Black Panther : Wakanda Forever contient en creux un aveu d’échec de la stratégie Marvel : il s’agit certes d’un film de franchise, mais qui fonctionne presque indépendamment du sacro-saint Marvel Cinematic Universe (MCU), sans caméo d’autres super-héros ni porosité avec le multivers. D’une certaine manière, il s’agit d’un vrai film, qui n’a pas à se mesurer aux enjeux de cinq autres volets pour raconter quelque chose. En écho à cette surprenante volonté de presque s’affranchir (du moins officieusement) du MCU, le film se passe même de scène post-générique (l’habituel cliffhanger promotionnel qui fait une partie de l’identité du studio), remplacée ici par un sobre « Black Panther will return », façon James Bond.
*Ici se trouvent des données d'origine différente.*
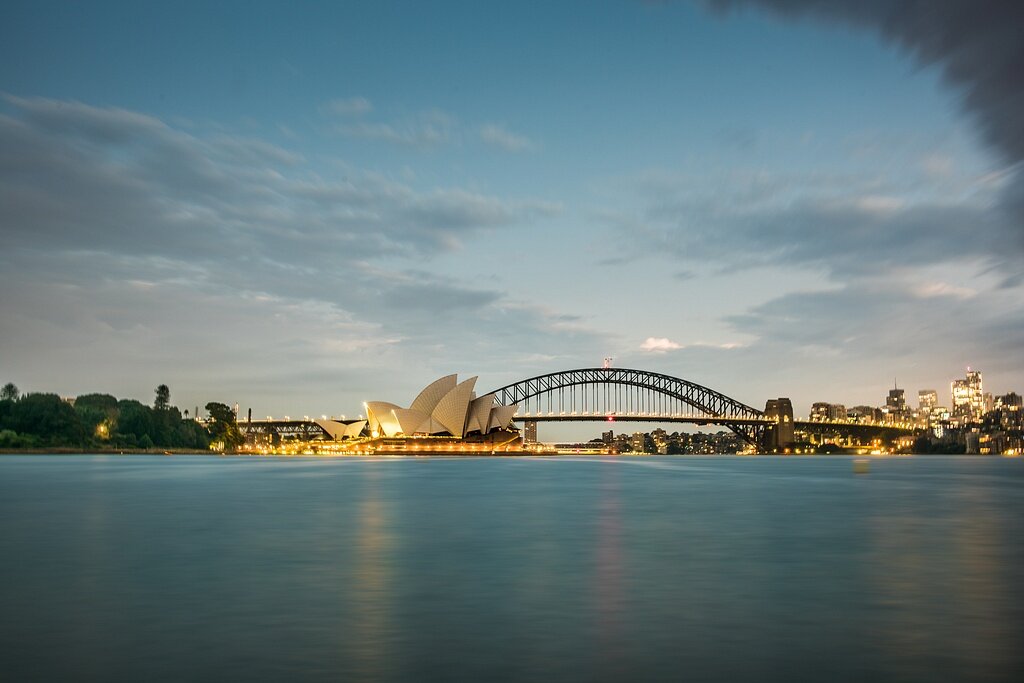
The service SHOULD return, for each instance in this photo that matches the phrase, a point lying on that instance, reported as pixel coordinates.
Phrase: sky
(298, 207)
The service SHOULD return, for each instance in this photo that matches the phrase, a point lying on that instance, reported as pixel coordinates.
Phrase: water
(130, 568)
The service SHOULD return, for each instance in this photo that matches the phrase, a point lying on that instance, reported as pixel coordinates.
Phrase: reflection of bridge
(620, 395)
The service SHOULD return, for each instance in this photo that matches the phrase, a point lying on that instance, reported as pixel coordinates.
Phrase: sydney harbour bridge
(617, 394)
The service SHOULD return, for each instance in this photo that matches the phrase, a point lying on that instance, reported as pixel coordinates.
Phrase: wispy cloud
(500, 136)
(348, 107)
(131, 226)
(659, 345)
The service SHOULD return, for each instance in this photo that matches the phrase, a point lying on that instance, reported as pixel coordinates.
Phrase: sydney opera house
(444, 408)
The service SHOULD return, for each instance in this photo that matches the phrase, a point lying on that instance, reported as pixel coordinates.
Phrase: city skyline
(302, 211)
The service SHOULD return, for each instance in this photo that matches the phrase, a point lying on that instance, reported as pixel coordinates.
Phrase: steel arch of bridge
(749, 423)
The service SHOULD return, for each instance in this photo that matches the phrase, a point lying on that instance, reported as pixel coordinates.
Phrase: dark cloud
(976, 43)
(979, 47)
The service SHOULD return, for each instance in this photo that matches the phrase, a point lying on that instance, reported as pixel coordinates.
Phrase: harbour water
(622, 568)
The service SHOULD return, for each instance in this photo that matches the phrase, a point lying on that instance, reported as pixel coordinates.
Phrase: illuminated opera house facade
(446, 408)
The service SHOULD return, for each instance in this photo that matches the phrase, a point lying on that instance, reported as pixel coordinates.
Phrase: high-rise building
(529, 431)
(927, 399)
(969, 399)
(638, 442)
(896, 410)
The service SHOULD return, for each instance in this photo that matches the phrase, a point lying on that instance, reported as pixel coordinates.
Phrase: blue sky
(299, 208)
Ainsi débarrassé, à quelques répliques embarrassantes près, du fonds de commerce de la machine Marvel, Black Panther : Wakanda Forever peut être apprécié comme un blockbuster honnête et simple, mais aussi, malheureusement, affligeant.
Car les « qualités » du film tiennent plutôt à l’absence de défauts récurrents, ainsi qu’à une certaine pudeur dans la manière de traiter la mort de Chadwick Boseman, acteur principal du premier Black Panther, qu’aucun cadavre numérique ne vient remplacer, contrairement à certaines figures de Star Wars ou autres Fast and Furious. Difficile, ceci dit, de trouver grand-chose de stimulant dans ce salmigondis nanardesque, où l’adversaire du Wakanda est désormais un homme-poisson volant d’origine amérindienne à la tête d’un empire sous-marin, qui veut tuer tous les habitants terrestres de la planète. Le sous-texte politique du film, vaguement décolonial, est à la fois appuyé et vide, de sorte à jouer sur plusieurs tableaux, l’opportunisme progressiste de Disney ne voulant au fond froisser personne. L’intrigue repose toujours sur ce pays africain imaginaire qu’est le Wakanda, État monarchique dont la capitale ressemble à Dubaï. Sous prétexte de protéger ses ressources naturelles uniques (le « vibranium », un métal aux propriétés magiques), l’objectif de cette nation en apparence utopique n’est au fond que de maintenir le statu quo et de freiner les ardeurs révolutionnaires (sanguinaires, cela va sans dire, pour justifier leur endiguement). On pourrait passer outre ces confusions idéologiques que le studio entretient sciemment, si seulement le film se montrait un tant soit peu convaincant sur le plan du spectacle. Raté : la pauvreté de la mise en scène s’explique en grande partie par l’utilisation systématique d’arrière-plans flous et la multiplication d’axes de caméra servant seulement à rythmer l’enchaînement de dialogues ridicules. Mais le plus difficile à digérer reste la laideur grisâtre et frigide des séquences aquatiques, qui souffrent grandement de la comparaison avec l’étincelante scène de nage d’Avatar 2 révélée à la fin du générique du premier volet, lors de sa ressortie en salle il y a quelques semaines.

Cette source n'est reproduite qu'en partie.